Neither my wife nor I speak Japanese. We resemble most Americans: We're monolingual, more or less. We each know a smattering of our respective ancestral tongues, but at a childlike level that only causes people to cringe with embarrassment about our assimilation.

The amusing aspect is, as white Americans realize, if they displayed the same skill in either Chinese or Japanese, they might be complimented on how proficient and polite they are to say "hello," how are you," and "thank you."

Needless to say, we are at a loss navigating this metropolis of more than 13 million.

So here is what we do. We accost random Caucasians. If we need help with directions, etc., we saunter up to a white person, in the belief we will be able to communicate with them.
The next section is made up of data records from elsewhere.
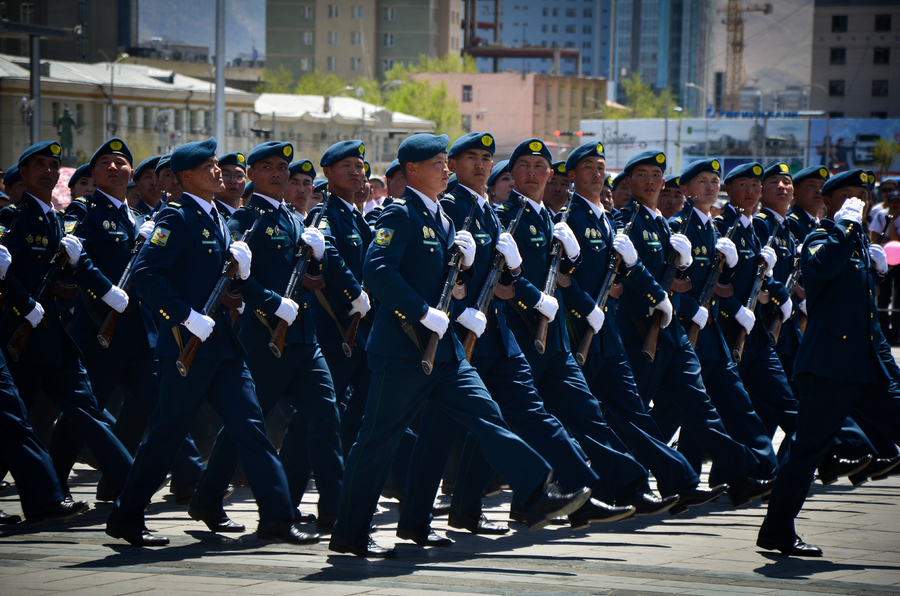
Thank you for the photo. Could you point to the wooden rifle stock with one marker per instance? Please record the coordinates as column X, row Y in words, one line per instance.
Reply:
column 650, row 342
column 614, row 263
column 444, row 303
column 229, row 269
column 540, row 334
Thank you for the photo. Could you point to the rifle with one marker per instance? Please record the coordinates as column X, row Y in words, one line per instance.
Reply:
column 295, row 283
column 738, row 349
column 556, row 250
column 615, row 260
column 112, row 317
column 229, row 269
column 455, row 265
column 649, row 349
column 709, row 289
column 490, row 285
column 58, row 262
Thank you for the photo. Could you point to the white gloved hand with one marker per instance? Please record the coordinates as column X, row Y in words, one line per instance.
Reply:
column 473, row 320
column 564, row 234
column 596, row 318
column 361, row 305
column 786, row 309
column 769, row 256
column 745, row 318
column 72, row 246
column 287, row 310
column 436, row 320
column 547, row 306
column 665, row 307
column 5, row 261
column 242, row 255
column 199, row 325
column 507, row 246
column 701, row 317
column 851, row 209
column 729, row 250
column 876, row 253
column 466, row 245
column 314, row 239
column 622, row 244
column 37, row 313
column 146, row 229
column 116, row 298
column 682, row 245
We're playing the odds. Many Japanese know English, at least to some extent -- though knowing a language does not imply willingness to chat with a stranger on the street in it. It is much more likely, however, that the random American or European will be fluent in English, and, we suppose, amenable to assisting us.

Strictly speaking, we're using race as the basis for drawing an inference. From skin color, we guess language skill. Asian means less likely to speak English; Caucasian, more likely. According to formal logic, these propositions cannot be distinguished from invidious prejudice. By that, I mean if you were to diagram in abstract terms the line of reasoning from X to Y, you can substitute any traits for X and Y. (For logicians, the validity of a syllogism is not dependent on the truth of the premises.)

The people whom we approach mirror us. They sometimes express surprise that we are who we are, much less that we have any affinity with them. From their perspective, people who look like natives of Asia suddenly appear before them to ask about the nearest subway station. (A careful observer would suspect we are not Japanese. We're too loud, take up too much space, and move differently.)

In reverse back home, I cannot say I have ever been all that flattered by the people who compliment me on my English. Yet they are doing exactly what I am doing, except they might object to having it described as racial.

Most conversations about racial profiling confuse different issues: whether it is in fact taking place, whether it is even arguably rational, and whether it is morally right. As with many arguments about complex subjects, especially those touching upon race, the tendency to merge together what are separate inquiries only makes people angrier toward one another. The person who assumes that policies are based on stereotypes, who wishes to argue that the practice is abhorrent, ends up debating the person who claims there is not a generalization at work but who agrees that if there were then that would be indefensible.

I can rationalize my actions. I do not wish to deny that they have at their core a reliance on race. I'd like to mull over how appalling, if at all, it is to invoke race in this manner. I regard it as a challenge to explain the distinction between what I have done and what a bigot would do -- the law apparently would deem our behavior to be identical insofar as we refer to race.

In any event, the correlation of race and culture is not what it used to be. That's for the better.

The hotel where we are staying, a mid-market option for the thrifty, has a faux French theme meant to recall the nineteenth century (albeit with Toto toilets featuring a built-in bidet function), and the restaurant we wandered into offered only French cuisine -- we left to find my favorite breakfast, the full Japanese version. The background music at that eatery was Western classical. When I opened the English language newspaper, the big stories I came across were about Yu Darvish, the Persian-Japanese baseball pitcher for the Texas franchise in the American major leagues (he struck out eleven but lost), and Randy Messenger, his expatriate counterpart who decided to stay in the Nippon league rather than return to the States (he threw a shutout). I'm not sure where either Western classical music and the American pastime of baseball would be without the enthusiasm of Japanese audiences and the size of their markets.

At the end of the day, I still want to avoid making any judgment on the basis of superficial characteristics. However you look at it, our dynamic reality is making it more risky to do that.